The Abbey of La Trinité in Vendôme, France and the Cult of the Holy Tear: An Exploration of a Multi-Sensory Devotional Experience

Oxford, Bodleian Library, MS Rawl. poet. 224


This manuscript is a compendium of texts related to the cult of the Holy Tear. Its size, physical qualities, combination of French and Latin language suggests that the manuscript was not produced at the abbey or for a monastic audience, but for a secular reader at a modest court workshop. However, even though the manuscript was probably not produced at the abbey, the nature of the texts suggests that the compiler and the author of the opening poem likely had very close contact with the abbey and its library.

Much information about the manuscript can be gleaned from the frontispiece. Four scenes from the legend of the Holy Tear appear in frames at the center of the page. The scenes are the four major scenes of the legend: the shedding of the tear at the tomb of Lazarus, Geoffrey Martel selecting the Holy Tear in the Imperial treasury in Constantinople; Geoffrey transporting the Holy Tear, and Geoffrey donating the relic to the abbey of La Trinité. The focus seems to be on Geoffrey as much as the Holy Tear.



The artist decorated the page outside the picture frame with floral and leaf designs of blue, green and pink. Among the decorations, five coats of arms offer crucial information regarding the possible provenance, function, and reader of the manuscript.

On the lower left hand of the folio appears the arms of René of Anjou. René sponsored a court of poets and painters, and was a poet himself, and likely he was responsible for producing the manuscript. Moving to the right, we come to the coat of the Dauphin, the heir apparent of the king of France, and the ruler of the Dauphiné in southeastern France, which was held by René's nephew, Louis, son of Charles VII, until 1461. Higher on the page near the right margin, appear the combined arms of Louis and Charlotte of Savoy after their marriage in 1453. Finally, in the upper right margin appears the arms of the King of France, either Charles VII, brother in law to René of Anjou, or his son, Louis XI, after his ascension in 1461.

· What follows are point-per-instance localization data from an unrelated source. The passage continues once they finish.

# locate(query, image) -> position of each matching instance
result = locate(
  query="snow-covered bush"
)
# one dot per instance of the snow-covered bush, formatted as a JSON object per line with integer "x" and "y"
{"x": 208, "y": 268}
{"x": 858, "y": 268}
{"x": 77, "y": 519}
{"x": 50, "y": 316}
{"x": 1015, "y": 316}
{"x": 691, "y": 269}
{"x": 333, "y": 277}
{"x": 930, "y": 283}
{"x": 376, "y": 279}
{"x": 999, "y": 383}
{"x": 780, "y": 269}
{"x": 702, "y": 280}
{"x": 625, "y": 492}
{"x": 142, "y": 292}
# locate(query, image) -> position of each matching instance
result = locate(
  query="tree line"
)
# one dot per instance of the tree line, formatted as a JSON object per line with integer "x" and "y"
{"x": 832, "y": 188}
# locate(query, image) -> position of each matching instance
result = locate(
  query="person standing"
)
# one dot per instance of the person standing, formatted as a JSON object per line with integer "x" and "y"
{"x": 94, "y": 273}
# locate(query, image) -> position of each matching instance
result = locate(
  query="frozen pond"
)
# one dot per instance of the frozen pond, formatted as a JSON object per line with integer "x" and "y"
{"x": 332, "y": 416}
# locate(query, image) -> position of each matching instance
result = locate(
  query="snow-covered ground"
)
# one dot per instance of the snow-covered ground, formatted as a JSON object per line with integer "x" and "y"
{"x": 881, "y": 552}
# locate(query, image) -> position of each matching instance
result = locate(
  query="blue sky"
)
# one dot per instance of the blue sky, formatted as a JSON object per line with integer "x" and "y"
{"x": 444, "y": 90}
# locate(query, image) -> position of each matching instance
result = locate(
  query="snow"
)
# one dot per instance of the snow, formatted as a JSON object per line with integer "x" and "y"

The prominence of aristocratic coats of arms, as well as the central and honorific role that Geoffrey Martel plays on the frontispiece and in the opening poem, an intriguing explanation for the manuscript is that it may have been a gift from René to Louis XI. René and Louis were related by blood, and in 1475, René had asked Louis to ransom his daughter (and Louis’s cousin), Margaret of Anjou, who was held captive by rivals to the English crown during the war of the Roses.